Lentamente el cansancio cubría a Siddharta como un velo, con una niebla fina; cada día un poco  más turbia, cada año algo más pesada. Como un vestido nuevo que con el tiempo se vuelve viejo, pierde su color brillante, se mancha, se arruga, se gasta en los dobladillos y muestra algunos deshilachados, así fue la vida que Siddharta empezó tras la separación de Govinda; había envejecido, y al compás de los años perdía su brillo, se manchaba y se arrugaba, escondiendo en el fondo el desengaño y el asco. Siddharta no lo advertía. Sólo notaba que aquella voz clara y segura de su interior, la que le acompañó en los tiempos de brillantez desde que se despertara, habíase silenciado ahora.

Le habían capturado el mundo, el placer, las exigencias, la pereza y, por último, también, aquel vicio que por ser el más insensato, siempre había despreciado más: la codicia. Por fin, las ansias de posesión y de riqueza se habían apoderado de Siddharta; ya no era un juego, sino una carga y una cadena.

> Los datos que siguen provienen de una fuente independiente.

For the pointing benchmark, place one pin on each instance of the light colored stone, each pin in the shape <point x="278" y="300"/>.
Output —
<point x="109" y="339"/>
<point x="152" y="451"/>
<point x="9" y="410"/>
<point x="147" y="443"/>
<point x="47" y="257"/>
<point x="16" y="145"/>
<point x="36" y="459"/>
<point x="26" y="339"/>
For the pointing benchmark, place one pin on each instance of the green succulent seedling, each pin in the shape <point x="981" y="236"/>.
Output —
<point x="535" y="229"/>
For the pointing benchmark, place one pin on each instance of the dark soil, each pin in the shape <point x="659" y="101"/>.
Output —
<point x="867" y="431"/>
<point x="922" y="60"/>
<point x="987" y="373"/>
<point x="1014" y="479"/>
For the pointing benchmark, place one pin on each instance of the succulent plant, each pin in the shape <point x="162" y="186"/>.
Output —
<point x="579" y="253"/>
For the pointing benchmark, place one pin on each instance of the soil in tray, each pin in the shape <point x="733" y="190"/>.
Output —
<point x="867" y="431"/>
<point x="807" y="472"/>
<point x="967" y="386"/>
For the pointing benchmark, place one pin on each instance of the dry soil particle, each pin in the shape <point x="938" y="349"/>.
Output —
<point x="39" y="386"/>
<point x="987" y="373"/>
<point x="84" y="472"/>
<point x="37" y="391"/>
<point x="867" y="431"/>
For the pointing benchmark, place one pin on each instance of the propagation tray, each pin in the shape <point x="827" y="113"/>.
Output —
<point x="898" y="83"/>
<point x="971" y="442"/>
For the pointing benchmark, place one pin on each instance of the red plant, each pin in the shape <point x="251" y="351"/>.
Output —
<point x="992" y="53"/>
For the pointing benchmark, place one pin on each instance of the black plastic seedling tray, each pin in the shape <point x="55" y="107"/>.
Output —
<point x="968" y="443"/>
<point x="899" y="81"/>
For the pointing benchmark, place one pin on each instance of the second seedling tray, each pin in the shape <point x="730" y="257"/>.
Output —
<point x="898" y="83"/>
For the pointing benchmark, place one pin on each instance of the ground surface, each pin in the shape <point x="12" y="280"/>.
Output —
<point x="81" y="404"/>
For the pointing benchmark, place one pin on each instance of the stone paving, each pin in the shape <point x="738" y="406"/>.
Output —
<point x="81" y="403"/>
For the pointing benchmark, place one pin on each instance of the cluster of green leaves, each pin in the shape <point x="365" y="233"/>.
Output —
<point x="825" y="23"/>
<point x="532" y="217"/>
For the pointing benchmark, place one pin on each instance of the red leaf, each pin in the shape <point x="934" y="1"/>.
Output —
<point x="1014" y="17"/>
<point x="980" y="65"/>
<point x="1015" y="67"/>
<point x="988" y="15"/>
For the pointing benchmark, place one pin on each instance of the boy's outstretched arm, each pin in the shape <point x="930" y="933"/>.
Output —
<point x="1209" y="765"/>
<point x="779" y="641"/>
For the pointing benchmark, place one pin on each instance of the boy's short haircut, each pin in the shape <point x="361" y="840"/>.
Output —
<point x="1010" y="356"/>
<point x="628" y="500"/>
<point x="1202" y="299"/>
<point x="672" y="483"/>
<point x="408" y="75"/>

Siddharta había llegado a esta triste servidumbre por un camino raro y lleno de sinsabores: el juego de los dados. Desde el momento en que su corazón dejó de ser el de un samana, empezó a jugar por dinero y por objetos valiosos, con pasión, con furia creciente; era el mismo juego que antes había considerado, entre sonrisas e ironías, como una costumbre más de los seres humanos.

Como jugador le temían; pocos se atrevían con él; a tanta altura habían llegado sus atrevidas apuestas. Jugador, inducido por la miseria de su corazón, al malgastar el dichoso dinero experimentaba una salvaje alegría; de ninguna otra forma podía demostrar con más claridad y sarcasmo su desdén por la riqueza, la diosa de los comerciantes.

Así, pues, jugaba mucho y sin miramientos; se odiaba a sí mismo, se burlaba del dinero; ganaba a miles, perdía por millares; disipaba el dinero, las joyas, una casa de campo; y volvía a resarcirse, y volvía a perder.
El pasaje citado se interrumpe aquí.